Chris Haynes of Yahoo Sports reported that a group of the NBA's biggest stars "formed a united front to resume the 2019-20 season" during a private call this week.
Credit: Kelvin Kuo
Portland Trail Blazers guard Damian Lillard, left, goes up for a shot in front of Los Angeles Lakers forward LeBron James.

DETROIT — The National Basketball Players Association is reportedly polling players about whether they want to resume the NBA season.

Divides are emerging.

Chris Haynes of Yahoo Sports reported that a group of the NBA's biggest superstars, including Portland Trail Blazers guard Damian Lillard, "formed a united front to resume the 2019-20 season during a private conference call Monday."

Haynes said other stars on the conference call included the Los Angeles Lakers LeBron James and Anthony Davis; the Brooklyn Nets' Kevin Durant; the Milwaukee Bucks' Giannis Antetokounmpo; the Los Angeles Clippers' Kawhi Leonard; the Golden State Warriors' Stephen Curry; and the Houston Rockets' Russell Westbrook.

"Toward the end of the call discussing the ramifications of the coronavirus pandemic, all parties were in agreement to take the court with proper safety measures once the league is given the green light to commence, sources said," Haynes wrote.

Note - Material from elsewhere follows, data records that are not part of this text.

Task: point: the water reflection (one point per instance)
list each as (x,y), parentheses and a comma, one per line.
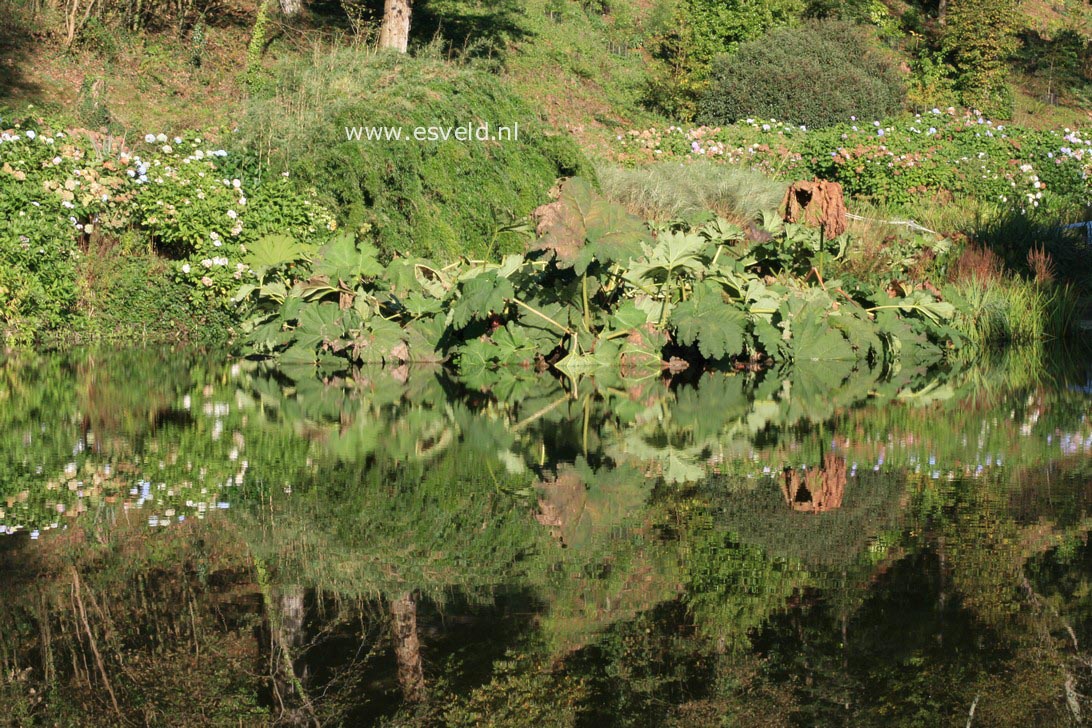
(193,541)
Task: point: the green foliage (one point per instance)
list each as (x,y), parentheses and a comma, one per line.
(937,155)
(698,32)
(980,36)
(817,74)
(671,190)
(133,296)
(431,198)
(597,293)
(61,192)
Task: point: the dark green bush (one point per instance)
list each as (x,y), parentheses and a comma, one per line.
(817,74)
(430,198)
(129,295)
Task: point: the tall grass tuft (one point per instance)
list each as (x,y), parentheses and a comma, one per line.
(1011,310)
(678,190)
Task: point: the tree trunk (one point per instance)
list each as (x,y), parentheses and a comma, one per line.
(407,647)
(395,30)
(292,8)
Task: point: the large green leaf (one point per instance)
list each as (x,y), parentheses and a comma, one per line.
(344,260)
(705,319)
(481,297)
(319,323)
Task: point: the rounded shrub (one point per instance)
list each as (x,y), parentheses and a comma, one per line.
(430,197)
(816,74)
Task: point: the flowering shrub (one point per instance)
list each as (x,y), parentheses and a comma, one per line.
(940,154)
(59,190)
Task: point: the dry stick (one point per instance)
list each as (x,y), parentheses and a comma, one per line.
(970,716)
(91,639)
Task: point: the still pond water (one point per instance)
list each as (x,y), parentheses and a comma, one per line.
(191,540)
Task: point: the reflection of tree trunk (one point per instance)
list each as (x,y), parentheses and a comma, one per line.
(292,8)
(287,636)
(407,647)
(816,490)
(292,617)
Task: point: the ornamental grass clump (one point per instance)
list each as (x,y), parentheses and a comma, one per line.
(432,198)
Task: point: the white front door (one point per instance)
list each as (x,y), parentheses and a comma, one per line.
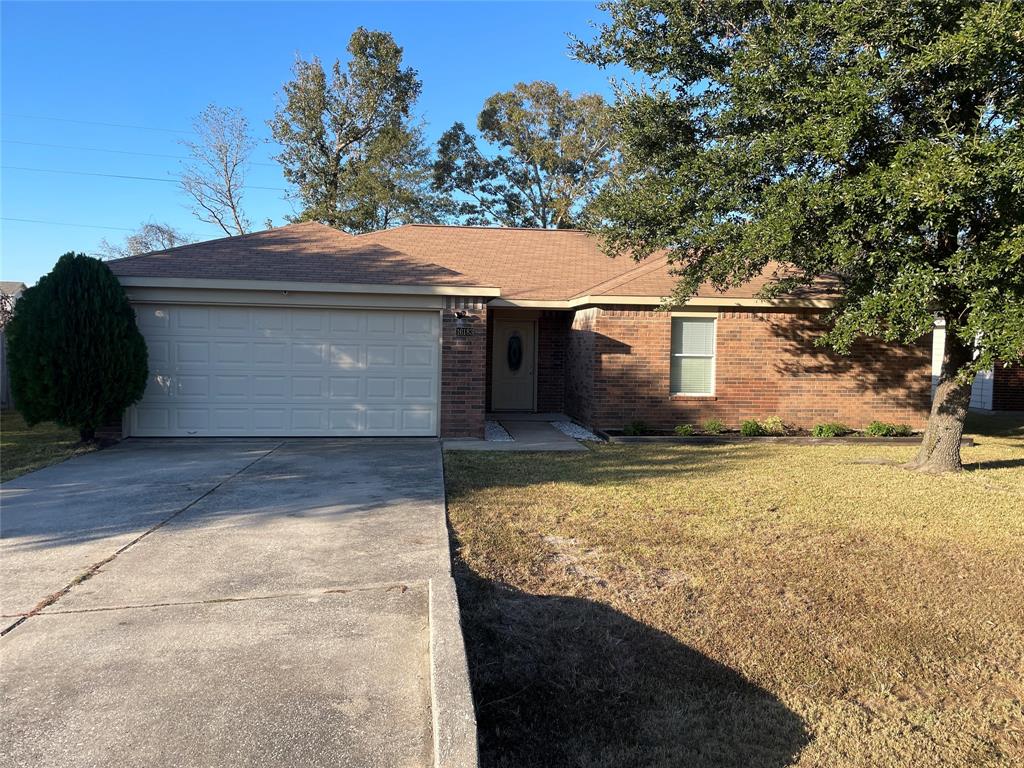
(513,371)
(241,371)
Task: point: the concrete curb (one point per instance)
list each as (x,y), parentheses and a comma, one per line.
(451,697)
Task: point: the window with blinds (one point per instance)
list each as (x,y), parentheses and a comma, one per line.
(692,355)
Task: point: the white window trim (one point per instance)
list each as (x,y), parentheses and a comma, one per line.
(714,356)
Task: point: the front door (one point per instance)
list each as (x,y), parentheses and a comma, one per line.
(513,371)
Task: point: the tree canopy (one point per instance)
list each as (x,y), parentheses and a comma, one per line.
(552,153)
(75,352)
(214,176)
(349,144)
(879,142)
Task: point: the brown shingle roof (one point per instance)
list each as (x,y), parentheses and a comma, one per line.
(537,264)
(525,264)
(309,252)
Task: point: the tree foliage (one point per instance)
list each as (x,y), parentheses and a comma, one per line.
(349,144)
(552,153)
(150,237)
(215,175)
(74,351)
(879,142)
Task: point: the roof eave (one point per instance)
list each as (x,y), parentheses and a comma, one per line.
(580,302)
(309,287)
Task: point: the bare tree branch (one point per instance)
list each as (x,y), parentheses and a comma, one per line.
(214,178)
(151,237)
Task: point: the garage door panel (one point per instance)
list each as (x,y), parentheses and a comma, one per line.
(419,389)
(231,387)
(192,420)
(259,371)
(305,387)
(417,419)
(345,387)
(417,356)
(270,353)
(347,323)
(231,353)
(194,386)
(274,387)
(190,351)
(378,354)
(382,420)
(346,355)
(193,318)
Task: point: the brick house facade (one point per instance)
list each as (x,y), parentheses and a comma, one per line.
(766,365)
(392,333)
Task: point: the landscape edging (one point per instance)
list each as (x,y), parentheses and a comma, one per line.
(797,439)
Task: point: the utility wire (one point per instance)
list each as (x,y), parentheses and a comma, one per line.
(93,122)
(118,175)
(113,152)
(66,223)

Haynes also reported that the "majority of players who are essentially eliminated from postseason contention would rather the league start back up with the top eight teams in each conference competing in some sort of playoff."

Shams Charania of The Athletic tweeted an update along the same lines:

This does not contradict the first report: Players do want to finish the NBA season, but for some players on teams well out of the playoffs that means something different — without them — than it does for players on playoff-bound teams.

This is effectively a return to Collective Bargaining Agreement negotiations. Remember, it’s not just owners vs. players. It’s also owners vs. owners and players vs. players. People within each “side” sometimes have competing interests.

The uncertainty caused by the coronavirus only adds complications.

Of course, players want to return once “proper” safety measures are in place. But which safety measures are “proper” are in the eye of the beholder. Remember, the league office and Kings thought it was safe to play March 11. The Pelicans disagreed.

Life is never perfectly safe. Nobody should let that become the standard. Yet, coronavirus adds danger and discomfort for players who’d have to travel to and live in a bubble

The cited stars might have different visions of “proper” safety measures.

The group certainly comes from differing situations.

LeBron’s and Davis’ Lakers, Leonard’s Clippers and Antetokounmpo’s Bucks are prime title contenders. Russell Westbrook’s Rockets are a championship wildcard, and Paul’s Thunder are capable of a playoff run.

But Lillard’s Trail Blazers are outside postseason position (though within striking distance). Though Durant’s Nets are in the top eight, he doesn’t plan to return this season. Curry’s Warriors – the only team already eliminated from the playoff race – have made the most noise about being finished.

Yet, those stars all share a common goal of resuming the season (and will surely be influential with other, less-heralded players).

On the flip side, some players on lottery teams surely want to return. NBA players are highly competitive and generally just want to play basketball.

Money will drive some decisions.

Players’ collective salaries are determined by league-wide revenue. So, players who go on long playoff runs help increase the pot while drawing from a relatively modest playoff pool ($20 million in 2017-18 with changes from there based on season-long revenue).

That works well enough in normal times. But if only playoff teams return to help the league generate revenue, should those teams’ players – facing greater-than-usual danger – get a larger cut? It’s not necessarily fair for some players to stay home and let other players work to protect everyone’s salaries.

Then again, the more people in a bubble, the more risk of coronavirus infiltrating. And how much revenue would lottery teams generate, anyway?

At some point, the NBA will present a specific return-to-play plan to players. They’ll determine whether it’s acceptable.

In the meantime, battle lines are being drawn.